The economics of whacking kids

An enrolment deadline for the yes-means-no/no-means-yes referendum passed on Friday. Have you worked out how to vote? Will you vote?

Why vote? It is only indicative. MPs ignored the 82-92 per cent majority votes in the three previous citizens-initiated referendums, in 1995 on the number of firemen and in 1999 on reducing the number of seats in Parliament and on the needs of victims and minimum and hard labour sentences.

Major-party politicians are not keen to reopen the wounds of 2007 when the Crimes Act defence of reasonable force in disciplining children was abolished. Labour backed Sue Bradford’s bill as an article of faith.
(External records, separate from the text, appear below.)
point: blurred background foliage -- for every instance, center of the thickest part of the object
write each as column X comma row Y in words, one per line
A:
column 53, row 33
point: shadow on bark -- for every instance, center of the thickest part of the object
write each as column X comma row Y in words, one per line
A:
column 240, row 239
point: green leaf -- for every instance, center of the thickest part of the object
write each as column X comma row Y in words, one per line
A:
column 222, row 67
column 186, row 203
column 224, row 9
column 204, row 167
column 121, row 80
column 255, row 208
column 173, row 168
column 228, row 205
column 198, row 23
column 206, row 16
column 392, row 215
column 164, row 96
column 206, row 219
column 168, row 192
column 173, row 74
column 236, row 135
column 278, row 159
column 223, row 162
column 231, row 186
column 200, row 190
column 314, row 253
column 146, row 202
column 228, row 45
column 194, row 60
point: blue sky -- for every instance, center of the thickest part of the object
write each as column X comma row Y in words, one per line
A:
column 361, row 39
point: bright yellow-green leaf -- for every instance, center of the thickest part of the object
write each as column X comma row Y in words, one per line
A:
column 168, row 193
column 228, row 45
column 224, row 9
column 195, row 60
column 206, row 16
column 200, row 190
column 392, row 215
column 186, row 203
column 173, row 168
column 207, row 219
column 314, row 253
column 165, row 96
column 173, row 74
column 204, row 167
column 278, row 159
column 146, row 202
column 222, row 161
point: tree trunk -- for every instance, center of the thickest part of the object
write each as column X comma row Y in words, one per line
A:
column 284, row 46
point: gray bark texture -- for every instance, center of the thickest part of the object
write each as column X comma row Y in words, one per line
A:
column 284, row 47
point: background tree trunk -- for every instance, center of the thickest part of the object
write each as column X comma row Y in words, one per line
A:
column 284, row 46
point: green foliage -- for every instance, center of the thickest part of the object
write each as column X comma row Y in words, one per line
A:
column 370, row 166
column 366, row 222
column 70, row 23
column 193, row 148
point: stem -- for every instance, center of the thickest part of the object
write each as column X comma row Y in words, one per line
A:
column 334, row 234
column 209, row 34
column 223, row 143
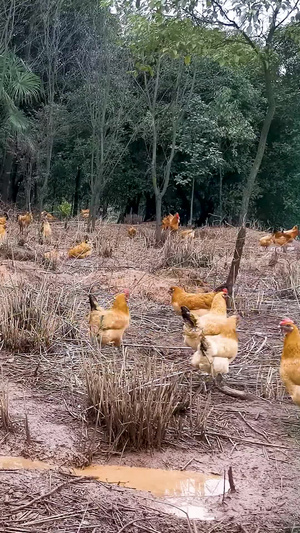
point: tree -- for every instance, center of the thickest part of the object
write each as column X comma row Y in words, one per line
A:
column 158, row 49
column 256, row 26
National brokered the awkward compromise as an article of politics to avoid losing women’s votes.

Whacking may well be going the way of abortion, settled by a messy compromise in 1977. Abortion still excites the minorities for “choice” and for “life” but it is parked offstage with the Abortion Supervisory Committee.

Two issues are at stake in the whacking/smacking referendum.

One is the value and future of non-binding citizens-initiated referendums.

The hurdle petitioners must clear is high. Parliament’s Clerk must approve the wording and petitioners must get a sample-checked 10 per cent of enrolled electors to sign.

Then petitioners need a credible turnout. This is guaranteed when the referendum runs alongside a general election (as in the two in 1999) or voters see it as important. Turnout in the firemen’s referendum in non-election-year 1995 was a derisory 27 per cent. (Turnout in the compulsory retirement savings referendum in non-election-year 1997 was 80 per cent but that was government-initiated.)

Postal voting, introduced in 2000 and applied to the whacking-smacking referendum, might better the firemen’s 27 per cent. But would even a 90 per cent majority on a 40 per cent turnout in next month’s referendum be convincing? Opponents of MMP questioned the validity of the 54 per cent majority on an 85 per cent turnout in that government-initiated referendum.

Turnout is one objection opponents raise against making citizens-initiated referendums binding (as they are in many United States states and in Switzerland). The topic’s public policy importance is another: the firemen vote was an issue for phone-in polling, not one in which most citizens felt they had a real stake.

Comprehensibility is a third test: can the question be answered by yes or no, can voters be effectively educated so they can make an informed decision and is the question clear? The back-to-front wording of next month’s vote has confused some voters. And so far the educating has been done by protagonists and is most likely to be heard by those voters who themselves have strong views.

That highlights the second issue in the referendum: its substance.

Fact: the police reported on Friday that from October to April they attended 279 child assault “events” which “were most likely to identify ‘smacking’-type incidents”. (The total of child assault “events” was much higher. The new law has not stopped whacking.)

Of the 279, eight involved actual smacking (not whacking) and none of those eight resulted in a prosecution, though four were referred to Child, Youth and Family or a family conference — more than smacking was involved. (Of 39 acts of “minor violence”, eight were prosecuted.)

That doesn’t sound like widespread persecution of good parents who smack.

Most of the referendum debate is at that level: the rights of the child versus parents’ rights. Civilised societies have (slowly, over centuries) been coming to deem that if a child’s rights are abused by parents, society as a whole has a duty to assert the child’s rights.

The whole society has an intimate interest in those rights, as it does of the rights of all “minorities” and defenceless individuals. Social cohesion demands it, as much as ethics. A child belongs to all of society, not just its parents.

But society also has another interest in its children: an economic interest.

A child ill-treated in the womb by a smoking, drinking, poorly-fed mother starts with a handicap. That handicap is made greater by poor nutrition, inattention to cognitive development or violence in the early years of life.

That handicapped child will do poorly at pre-school and school and will be more likely as a teenager to go off the rails or develop mental illness and less likely as an adult to be a productive worker and taxpayer. Worse, that child may as an adult be a charge on society as an addict, beneficiary or criminal or a charge on the state as a prisoner.

Intervening to assure those children a reasonable start is expensive and intrusive. But it is an investment, with a quantifiable return. John Key’s new scientific adviser, Peter Gluckman, has led international work on the science and economics of that.

It is an investment Mr Key has hinted he will make. Whether he does will be a central test of his prime ministership — far greater than a muddled referendum.